Screening cancer therapeutic agents in ex vivo controlled microenvironment for solid patient tumors

<p>Amir R. Aref</p>

Screening cancer therapeutic agents in ex vivo controlled microenvironment for solid patient tumors

Amir R. Aref

Harvard Medical School,USA

: J Nanomater Mol Nanotechnol

Abstract

Personalized cancer medicine is currently focused on knowledge of the cancer mutation repertoire and the tailored application of drugs that target altered genes or pathways in individual patients.

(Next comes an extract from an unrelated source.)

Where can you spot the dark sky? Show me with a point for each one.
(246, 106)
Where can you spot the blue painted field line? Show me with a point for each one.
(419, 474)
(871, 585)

Thus, a critical need exists for more sophisticated ex vivo diagnostic methods that recapitulate human tumor biology and predict response to targeted and immune-based therapies in real-time. We have developed a 3D Microfluidic controlled microenvironment device that consists of two media channels running parallel to and located on either side of an extended, central region containing tumor cell spheroids embedded within an extracellular matrix1. Here, we demonstrated the ability to interrogate ex vivo from a Her2 mutant derived from PDX model. The results showed that how two Her2- EGRFR inhibitors (Neratinib and Afatinib) can kill the tumor cells compare to the gefitinib resistance, then, we tried to use the benefit of combination therapy of Neratinib with Herceptin and we have confirmed the tumor killing effect by immune fluorescent (IF). Finally, we have evaluated patient-derived organotypic tumor spheroids (PDOTS), isolated from non-small lung cancer cells, colorectal, pancreatic, melanoma and thyroid patients. The data showed that how the tumor cells were killed vs immune cells and how the combination therapy works better than the single agent alone. Taken together, these data provide the first demonstration that ex vivo functional tumor killing using PDOTS is feasible and recapitulates key futures of in vivo response and resistance. In summary, we provide here the first evidence that short-term organotypic tumor spheroid culture can model response to the target therapy and much needed advance given the challenges of testing the massive number of potential combination therapies in vivo. We recently demonstrated the capacity of this system to culture primary human tumor as patient derived organotypic tumor spheroids. Importantly, these spheroids not only contain tumor cells, but also bring with them their unique repertoire of infiltrating immune cells, enabling the capacity to study the phenotypes and function of these immune cell populations cytokine and other responses ex vivo2.